Le paysage des notations de crédit souverain en Afrique présente un visage contrasté, marqué par des améliorations notables pour certains pays et des dégradations inattendues pour d’autres, selon la 12e édition des « Perspectives de la notation de crédit souverain en Afrique ». Ce rapport, publié conjointement par la Commission économique des Nations Unies pour l’Afrique (CEA) et le Mécanisme africain d’examen par les pairs (MAPE), analyse les évolutions du second semestre 2025.
L’amélioration des notations repose souvent sur un trio de facteurs : de meilleures performances macroéconomiques, un assainissement des finances publiques et des progrès dans la restructuration de la dette. La Côte d’Ivoire incarne cette dynamique positive, ayant bénéficié d’une revalorisation par l’agence Fitch. Cette décision récompense une croissance économique soutenue au-delà de 6%, une stabilité politique et une gestion active de la dette, incluant des rachats d’euro-obligations et une diversification vers les marchés japonais. À l’opposé, le Botswana, pilier historique de la stabilité, a subi une double dégradation par Moody’s et Standard & Poor’s, une première qui interpelle.
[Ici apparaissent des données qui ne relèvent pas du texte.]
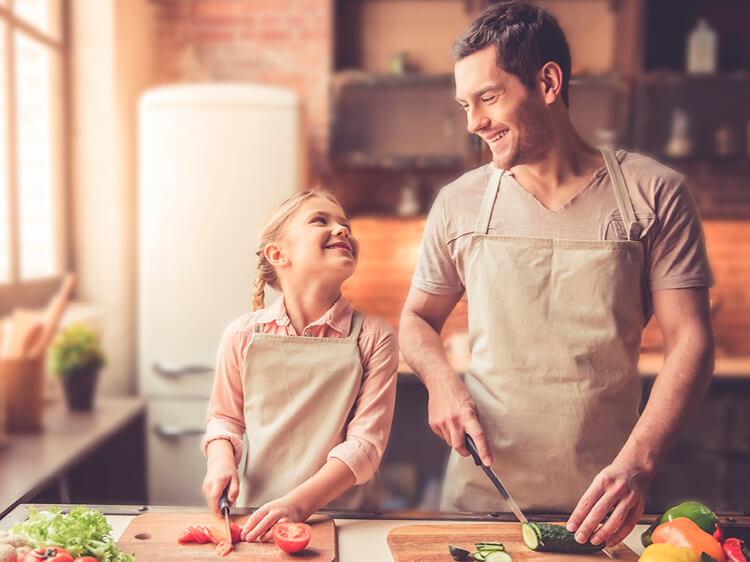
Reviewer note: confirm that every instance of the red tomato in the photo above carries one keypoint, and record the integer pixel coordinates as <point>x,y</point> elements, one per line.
<point>235,530</point>
<point>49,553</point>
<point>291,537</point>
Ces évolutions s’inscrivent dans un contexte continental encore marqué par les séquelles de la pandémie et les chocs géopolitiques globaux, qui ont alourdi les déficits et accru les pressions sur la dette. Les notations souveraines, attribuées par des agences privées internationales, sont des indicateurs financiers cruciaux. Elles influencent directement le coût d’accès aux marchés financiers pour les États, avec un impact majeur sur leur capacité à financer leur développement. La défiance historique des investisseurs internationaux envers le risque perçu en Afrique rend ces évaluations particulièrement sensibles.
Les perspectives à venir dépendront de la capacité des pays à consolider les réformes engagées et à faire face aux vulnérabilités structurelles. Pour le Cabo Verde, dont les « perspectives » ont été révisées positivement par S&P, la prochaine étape serait une amélioration effective de la note. Le défi pour le Botswana sera de diversifier son économie au-delà du diamant pour restaurer sa solidité financière. Plus globalement, la volatilité des matières premières et la rigueur du système financier international continueront d’imposer une discipline budgétaire stricte aux gouvernements.
Au-delà du constat, le rapport formule des recommandations critiques à l’égard du système actuel de notation. Il plaide pour un dialogue accru entre les agences de notation et les gouvernements africains, estimant que les réformes structurelles et les améliorations de gouvernance sont parfois insuffisamment prises en compte. Les auteurs dénoncent aussi l’impact limitatif du « cadre du plafond souverain », une règle qui empêche souvent les banques et entreprises solides d’un pays d’obtenir une meilleure note que l’État lui-même, pénalisant ainsi le secteur privé local.
Ce paysage contrasté souligne l’absence d’un récit unique pour l’Afrique sur les marchés financiers. La trajectoire de la Côte d’Ivoire démontre que des politiques économiques cohérentes et proactives sont reconnues et récompensées. Inversement, le cas du Botswana rappelle avec force que même les économies les plus stables restent vulnérables à une mono-dépendance, qu’elle soit minière ou autre. La solidité du crédit souverain apparaît ainsi comme le reflet de la résilience et de la diversification de chaque économie nationale.